YEARS OF battling by health campaigners at Horton Hospital, Banbury, to save maternity and children's services threatened with downgrading, have won the hospital a reprieve.
Health secretary Alan Johnson rejected closure plans by Oxford Radcliffe Hospitals NHS Trust, admitting that closing these units would mean long and difficult journeys to Oxford for patients. But it was campaigning by local activists, health workers and users, that forced the government into this 'change of heart'.
The local campaign has also been fighting against US multinational United Health taking over health commissioning, the outsourcing of learning disability services and medical records and the closure of community hospitals. For the time being at least, the Trusts involved are now talking of new investment in a service they had marked down as doomed.
ON 5 April Cambridge Keep our NHS Public are marching to save Brookfield's Hospital. Cambridge has already seen savage cuts, made for financial rather than clinical reasons, to mental health services, with the closure of S4 Adult Acute inpatients ward, a quarter of beds for the elderly suffering mental health problems, and the Young Peoples Service, while day services are being 'reconfigured'.
Plans to outsource part of Brookfield's to private sector charity Sue Ryder would take services away from the NHS and reduce accountability for users. Cuts of this type are driven by New Labour's NHS policy of privatisation and reliance on market forces. Private companies, such as Branson's Virgin, are offered huge subsidies to run our NHS. This leads to them 'cherry-picking' the most profitable services while others are left facing closure.
AT A local 'save the NHS' demonstration on 29 March, Chris Flood, Lewisham Socialist Party councillor and psychiatric nurse, congratulated everyone protesting against threatened cuts to Lewisham and other hospitals.

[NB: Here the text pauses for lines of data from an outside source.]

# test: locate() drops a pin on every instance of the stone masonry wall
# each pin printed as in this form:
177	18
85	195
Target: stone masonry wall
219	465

Chris said it was nearly 20 years since he became a health worker and had immediately become involved in a campaign to save Charing Cross hospital, where he worked, from closure under John Major's Tory government. The protesters threatened to occupy the hospital to keep it open. The campaign gained people's support and succeeded.
Charing Cross hospital is still open today, though it is now being attacked by the Labour government's pro-big business policies. The government can find over £20 billion to bail out big business failure Northern Rock. But they let NHS Trusts sack workers and cut services to stop deficits of just over £1 billion last year.

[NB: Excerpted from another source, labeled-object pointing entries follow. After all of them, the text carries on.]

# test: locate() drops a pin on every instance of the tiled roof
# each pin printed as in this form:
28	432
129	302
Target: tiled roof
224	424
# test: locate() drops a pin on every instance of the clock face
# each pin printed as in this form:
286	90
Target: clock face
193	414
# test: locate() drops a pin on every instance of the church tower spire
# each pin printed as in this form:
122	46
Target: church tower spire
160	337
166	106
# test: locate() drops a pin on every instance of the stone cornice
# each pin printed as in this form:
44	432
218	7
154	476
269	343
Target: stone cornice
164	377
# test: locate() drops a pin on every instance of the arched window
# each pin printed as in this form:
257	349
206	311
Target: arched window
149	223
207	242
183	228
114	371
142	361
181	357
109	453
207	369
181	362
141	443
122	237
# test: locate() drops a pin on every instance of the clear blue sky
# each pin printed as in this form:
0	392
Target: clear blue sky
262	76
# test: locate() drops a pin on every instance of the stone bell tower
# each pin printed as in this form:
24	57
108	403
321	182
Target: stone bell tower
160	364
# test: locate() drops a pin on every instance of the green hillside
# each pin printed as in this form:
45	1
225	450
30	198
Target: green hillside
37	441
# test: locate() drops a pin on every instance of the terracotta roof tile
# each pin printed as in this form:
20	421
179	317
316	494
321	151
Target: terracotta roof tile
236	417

Why is the government not taking action to end the PFI contracts that are ruining the finances of local hospitals across the country? Instead Labour is making big business profiteering a higher priority than improving people's health. Chris called for a united fight to save all the threatened hospitals and all the threatened services.
The three main parties have one thing in common; the NHS is not safe in their hands. The Socialist Party is fighting for a socialist alternative. The Banbury campaigners show that victories can be won against the hospital wreckers. The National Health Service must be rebuilt as a fully publicly funded service, free at the point of use, with immediate cash to end the crisis of under-funding.